アマチュアゴルファーの最高の栄誉とされるマーク・マコーマックメダルを史上初めて2年連続で獲得するなど、アマチュアでの輝かしい実績をかかげて昨年プロ転向を果たした中島啓太。淡々としたプレーぶりが印象的ですが、今回はそんな彼のプレースタイルに関するお話です。
まるで役作りをする俳優のようにプレースタイルを確立
2021年のパナソニックオープンを制し、史上5人目のアマチュア優勝を飾った日本体育大学3年生の中島啓太は、すでに2021年の日本アマ・タイトルを獲得し、R&Aがアマチュア世界一に贈る栄えある「マーク・マコーマックメダル」を受賞。世界アマチュアランキング1位を誇る彼の全身から、磨き抜かれたエリート感が溢れ出していました。
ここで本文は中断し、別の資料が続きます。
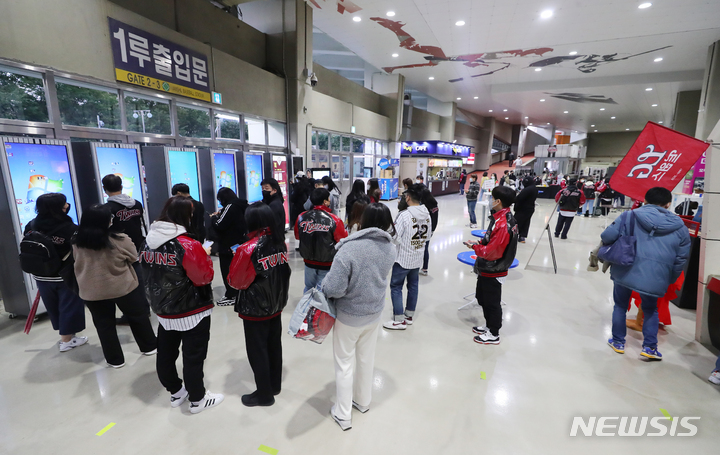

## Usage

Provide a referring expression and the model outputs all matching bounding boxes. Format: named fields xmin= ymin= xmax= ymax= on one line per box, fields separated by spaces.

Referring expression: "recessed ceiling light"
xmin=540 ymin=99 xmax=546 ymax=102
xmin=386 ymin=11 xmax=396 ymax=17
xmin=654 ymin=57 xmax=663 ymax=62
xmin=474 ymin=96 xmax=479 ymax=99
xmin=505 ymin=117 xmax=509 ymax=120
xmin=563 ymin=111 xmax=569 ymax=114
xmin=525 ymin=116 xmax=529 ymax=119
xmin=353 ymin=16 xmax=361 ymax=22
xmin=489 ymin=110 xmax=493 ymax=112
xmin=600 ymin=108 xmax=605 ymax=111
xmin=428 ymin=76 xmax=434 ymax=80
xmin=455 ymin=20 xmax=465 ymax=26
xmin=457 ymin=97 xmax=461 ymax=100
xmin=569 ymin=51 xmax=578 ymax=56
xmin=503 ymin=109 xmax=508 ymax=112
xmin=535 ymin=68 xmax=542 ymax=72
xmin=591 ymin=124 xmax=595 ymax=127
xmin=392 ymin=53 xmax=399 ymax=58
xmin=638 ymin=3 xmax=652 ymax=9
xmin=547 ymin=122 xmax=551 ymax=125
xmin=652 ymin=104 xmax=658 ymax=107
xmin=659 ymin=121 xmax=663 ymax=124
xmin=646 ymin=87 xmax=653 ymax=91
xmin=611 ymin=116 xmax=616 ymax=119
xmin=529 ymin=123 xmax=533 ymax=125
xmin=594 ymin=129 xmax=598 ymax=132
xmin=626 ymin=128 xmax=630 ymax=131
xmin=540 ymin=10 xmax=553 ymax=19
>>しゃべらない男・松山英樹を作り上げた強さへのこだわりとは
しかし、アマチュアらしからぬ威風堂々とした姿が、実を言えば、見よう見真似から始まり、地道な努力の末に身に付けられたものであることは、意外に感じられるのではないでしょうか。
試合中、中島はほとんど表情を変えず、淡々と戦っていました。競り合っていた33歳の永野竜太郎が72ホール目の18番でグリーン手前のバンカーに入れたときも、ボールが砂に埋まった様子がテレビ画面に大写しになったときも、永野がそこからの脱出に失敗し、サドンデス・プレーオフ突入が決まったときも、中島は一切、顔色を変えませんでした。
そんなクールなプレーぶりは、中島の性格がクールだからではなく、彼が意図的に、そうしようと努力して身に付けたものだそうです。
参考にしたのはキム・キョンテのプレーぶり
「ポーカーフェースは、キム・キョンテさんを見て、高校生ぐらいで意識しました。サングラスも、キョンテさんの真似をして、かけ始めました」
中島が誰かの真似をしたのは、ポーカーフェースやサングラスだけではありません。胸を張って堂々と歩く彼の歩き方は、2つ年上のトップアマ、「岡崎錬さんを見て、真似しました」。
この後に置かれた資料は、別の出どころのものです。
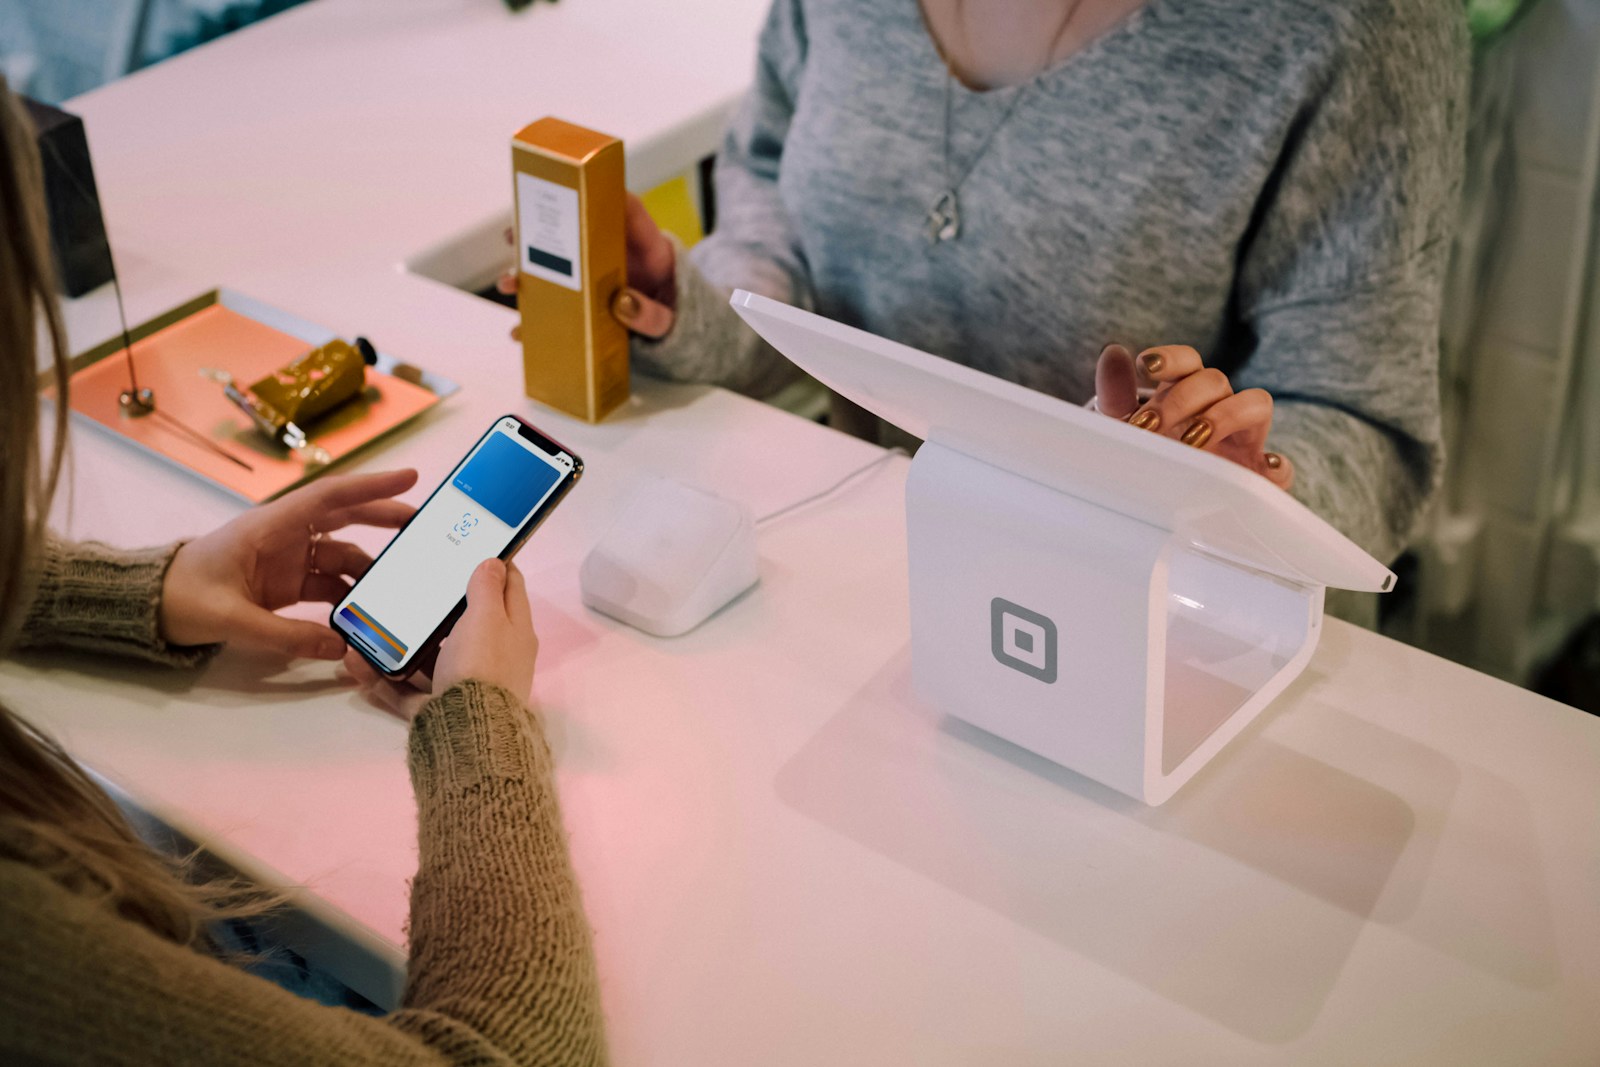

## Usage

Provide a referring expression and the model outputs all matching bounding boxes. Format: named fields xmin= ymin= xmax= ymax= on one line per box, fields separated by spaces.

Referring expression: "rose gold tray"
xmin=59 ymin=289 xmax=459 ymax=503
諸先輩を目で見て学び取り、いいところ、真似できることを取り入れて、自分なりに昇華させていく。それは、アーノルド・パーマーやジャック・ニクラス、タイガー・ウッズといったレジェンドたちも、多かれ少なかれ行なってきた成長のための必須項目。
それを日本のアマチュア選手が実践していると知って、私はちょっぴり嬉しくなりました。